My friend, Kasie, (whom I admire so much) wrote "When you are going through something difficult, it is imperative that you focus on what is good and true, or the fear and the struggle might just take you out." I appreciated her words so much because that is exactly how it feels. We are daily faced with big and hard decisions. The amount of heartbreakingly hard things is SO much. It can feel so consuming. We recognize how much we need to intentionally see the joy and good. It is there! God provides so much truth, encouragement, and beauty even in the hard. There is joy...we don't want to miss it. 


Please pray for Isla's body, heart, and mind.
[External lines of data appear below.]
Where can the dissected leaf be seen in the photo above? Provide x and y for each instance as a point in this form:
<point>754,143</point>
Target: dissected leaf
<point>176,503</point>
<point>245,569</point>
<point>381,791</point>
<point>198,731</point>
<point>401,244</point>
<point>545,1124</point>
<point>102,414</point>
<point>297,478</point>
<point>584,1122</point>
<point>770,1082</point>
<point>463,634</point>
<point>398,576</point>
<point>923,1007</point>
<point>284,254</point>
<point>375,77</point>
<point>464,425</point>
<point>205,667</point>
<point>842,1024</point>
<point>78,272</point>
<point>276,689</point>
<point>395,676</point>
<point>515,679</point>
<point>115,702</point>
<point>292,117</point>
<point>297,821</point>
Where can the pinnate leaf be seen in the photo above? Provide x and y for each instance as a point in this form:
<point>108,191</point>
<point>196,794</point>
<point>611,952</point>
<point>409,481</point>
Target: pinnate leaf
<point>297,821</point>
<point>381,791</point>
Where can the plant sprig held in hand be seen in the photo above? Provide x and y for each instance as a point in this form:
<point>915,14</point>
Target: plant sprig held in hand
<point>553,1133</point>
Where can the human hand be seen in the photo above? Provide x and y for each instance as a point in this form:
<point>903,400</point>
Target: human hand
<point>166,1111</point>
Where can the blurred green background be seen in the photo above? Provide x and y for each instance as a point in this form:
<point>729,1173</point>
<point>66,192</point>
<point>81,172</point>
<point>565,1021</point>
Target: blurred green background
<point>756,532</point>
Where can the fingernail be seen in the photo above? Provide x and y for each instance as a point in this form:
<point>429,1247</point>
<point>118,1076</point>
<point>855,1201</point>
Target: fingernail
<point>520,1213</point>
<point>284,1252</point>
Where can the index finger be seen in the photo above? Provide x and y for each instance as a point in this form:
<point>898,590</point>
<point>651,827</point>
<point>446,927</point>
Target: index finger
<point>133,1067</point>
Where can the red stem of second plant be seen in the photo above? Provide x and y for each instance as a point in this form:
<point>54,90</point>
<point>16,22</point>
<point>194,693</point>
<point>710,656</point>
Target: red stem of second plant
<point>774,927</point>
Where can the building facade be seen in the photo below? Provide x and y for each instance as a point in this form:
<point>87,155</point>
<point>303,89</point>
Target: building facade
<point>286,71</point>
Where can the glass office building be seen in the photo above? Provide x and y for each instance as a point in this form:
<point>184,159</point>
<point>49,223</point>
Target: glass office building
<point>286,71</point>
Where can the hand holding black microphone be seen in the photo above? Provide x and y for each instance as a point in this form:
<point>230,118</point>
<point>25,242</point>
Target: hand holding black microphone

That she can feel miraculous peace through every hard step she has to take. Please pray for safety over her body and health. 
Please pray as we approach looking at her airway more closely and all the decisions that are ahead. 
We have some other health issues happening within our family (Zeke and Molly) and would love prayer as we continue to navigate it all. We'll share more when the time feels right. 
We cannot thank you enough for sincerely praying for us all. We also are SO grateful to those that reach out to give encouragement. We cannot say how life-giving that is. YOU ARE A BLESSING! 

Many of you have so kindly asked how to help. Honestly, it has been very difficult to know what would be helpful. Might not make sense to most, but we often have to tread lightly on decisions made each day. We're trying hard to figure out what we need and how to ask for help (admittedly, working on this) 

With all the medical expenses, along with the high cost of traveling for surgeries, we have our Bonfire store open and have added hats to the mix of shirts! I'm asked so often if people can order shirts. The answer is YES! At any time, shirts and now hats, can be ordered. A portion of all sales will go toward all the medical needs/travel for medical care. 
Please feel no pressure to purchase anything, but we would so appreciate you sharing about this if you are willing! This can be such a huge help!

HATS AND SHIRTS STOREFRONT (click here!)


As the weeks progress, I hope to update a little more if I'm able... but once again, thank you for praying for us and loving on us! God is ever faithful no matter the circumstances.